The smallest sample size difference for my hypothesized group means and variance that still yields significance is 48 as shown in table 4. However, this was based on randomly generated data with the seed set to eliminate variation in the random number generation.
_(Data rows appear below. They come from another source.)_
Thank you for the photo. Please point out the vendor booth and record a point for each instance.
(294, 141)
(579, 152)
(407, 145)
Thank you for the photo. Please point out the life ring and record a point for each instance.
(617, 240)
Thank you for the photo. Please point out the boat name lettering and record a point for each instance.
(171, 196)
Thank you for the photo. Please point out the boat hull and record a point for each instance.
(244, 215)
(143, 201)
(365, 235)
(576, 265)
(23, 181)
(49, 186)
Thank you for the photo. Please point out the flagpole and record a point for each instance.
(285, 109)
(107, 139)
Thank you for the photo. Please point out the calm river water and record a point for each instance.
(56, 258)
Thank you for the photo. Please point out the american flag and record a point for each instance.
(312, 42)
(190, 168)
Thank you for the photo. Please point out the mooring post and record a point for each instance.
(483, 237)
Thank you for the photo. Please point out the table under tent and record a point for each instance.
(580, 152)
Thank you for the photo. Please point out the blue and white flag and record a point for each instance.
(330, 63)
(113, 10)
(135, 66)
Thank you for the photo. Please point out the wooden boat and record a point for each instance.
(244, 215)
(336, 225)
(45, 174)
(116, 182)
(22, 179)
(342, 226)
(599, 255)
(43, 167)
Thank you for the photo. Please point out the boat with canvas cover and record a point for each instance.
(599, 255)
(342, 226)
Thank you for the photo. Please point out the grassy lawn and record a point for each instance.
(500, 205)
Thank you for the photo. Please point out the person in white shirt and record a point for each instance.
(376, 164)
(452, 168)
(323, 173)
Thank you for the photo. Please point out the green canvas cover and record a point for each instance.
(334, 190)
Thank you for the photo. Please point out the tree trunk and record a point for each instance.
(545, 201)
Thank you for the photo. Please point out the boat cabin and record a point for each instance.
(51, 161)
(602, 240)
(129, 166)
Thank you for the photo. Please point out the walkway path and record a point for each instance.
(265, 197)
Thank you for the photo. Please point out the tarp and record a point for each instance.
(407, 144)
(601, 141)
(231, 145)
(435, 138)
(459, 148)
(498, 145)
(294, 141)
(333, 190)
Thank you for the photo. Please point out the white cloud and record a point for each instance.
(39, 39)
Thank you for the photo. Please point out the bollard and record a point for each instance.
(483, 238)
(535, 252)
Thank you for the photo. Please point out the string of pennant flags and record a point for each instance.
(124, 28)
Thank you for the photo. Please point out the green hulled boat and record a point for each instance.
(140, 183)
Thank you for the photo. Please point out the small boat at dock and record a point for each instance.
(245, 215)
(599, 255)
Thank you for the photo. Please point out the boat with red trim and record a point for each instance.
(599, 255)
To visualize the effect sample size with random variation in the data, the code was re-ran without the seed set.

See code chunk:

Reg_output <- NULL
trial_size <- NULL

h <- seq(from = 0, to = 84, by = 2) # create a sequence of means for one group

for(i in seq_along(h)){
   
    n_24h = h[i]; mean_24h = 0.8439886; var_24h = 0.0604894;
    n_48h = 84; mean_48h = 2.2456403; var_48h = 3.0218083;
    n_72h = 84; mean_72h = 2.7526489; var_72h = 7.8850666;
    n_144h = 84; mean_144h = 2.4733090; var_144h = 9.2351024;
        
    # Create a list with all input data
    input2 <- list(sim24h = c(n_24h, mean_24h,var_24h), 
                  sim48h = c(n_48h, mean_48h,var_48h),
                  sim72h = c(n_72h, mean_72h,var_72h),
                  sim144h = c(n_144h, mean_144h,var_144h))
    
    size_diff <- n_48h - n_24h # compute mean difference
    #set.seed(99)
    dfz <- sim_rnorm(input2) # create a randomly generated Time and AGER dataset
    
    RegOutput <- data.frame(t(Reg_Stat(dfz))) # computes the linear regression analysis of AGER(response) and Time
    tf <- data.frame(t(c(i, size_diff))) # create a dataframe with the trial no. and the mean diff. for the current trial
    
    trial_size <- rbind(trial_size, tf)    # update the 'trial_mean' dataframe
    Reg_output <-rbind(Reg_output, RegOutput) # update the 'Reg_output' dataframe
    
}

names(trial_size) <- c("Trial No", "Size Difference")
RegResults <- cbind(trial_size,Reg_output)
output <- RegResults %>% select(-Coefficient)

kable(output, caption = "**Table 5 - LR Output with Varying Group Size Difference (without seed set) **", align = "c")
Table 5 - LR Output with Varying Group Size Difference (without seed set)
Trial No Size Difference P.Value Conclusion
1 84 0.5468 Non-significant
2 82 0.05544 Non-significant
3 80 0.9721 Non-significant
4 78 0.2186 Non-significant
5 76 0.5577 Non-significant
6 74 0.2129 Non-significant
7 72 0.612 Non-significant
8 70 0.4714 Non-significant
9 68 0.1283 Non-significant
10 66 1.497e-06 Significant
11 64 0.03588 Significant
12 62 0.03044 Significant
13 60 0.1047 Non-significant
14 58 0.9671 Non-significant
15 56 0.9432 Non-significant
16 54 0.6843 Non-significant
17 52 0.0007491 Significant
18 50 0.07374 Non-significant
19 48 0.9746 Non-significant
20 46 0.1672 Non-significant
21 44 0.004454 Significant
22 42 0.0001467 Significant
23 40 0.8272 Non-significant
24 38 0.008273 Significant
25 36 0.0001807 Significant
26 34 0.0004801 Significant
27 32 0.001485 Significant
28 30 2.657e-05 Significant
29 28 2.095e-05 Significant
30 26 0.04369 Significant
31 24 0.06534 Non-significant
32 22 0.001869 Significant
33 20 0.07304 Non-significant
34 18 5.435e-06 Significant
35 16 9.15e-06 Significant
36 14 0.0002092 Significant
37 12 1.326e-09 Significant
38 10 3.67e-05 Significant
39 8 2.319e-05 Significant
40 6 4.337e-05 Significant
41 4 0.02904 Significant
42 2 2.284e-06 Significant
43 0 0.01453 Significant

As seen from table 5, there is no clear distinctive point where the significance changes due to the effect of random variation in the data between all the trial runs.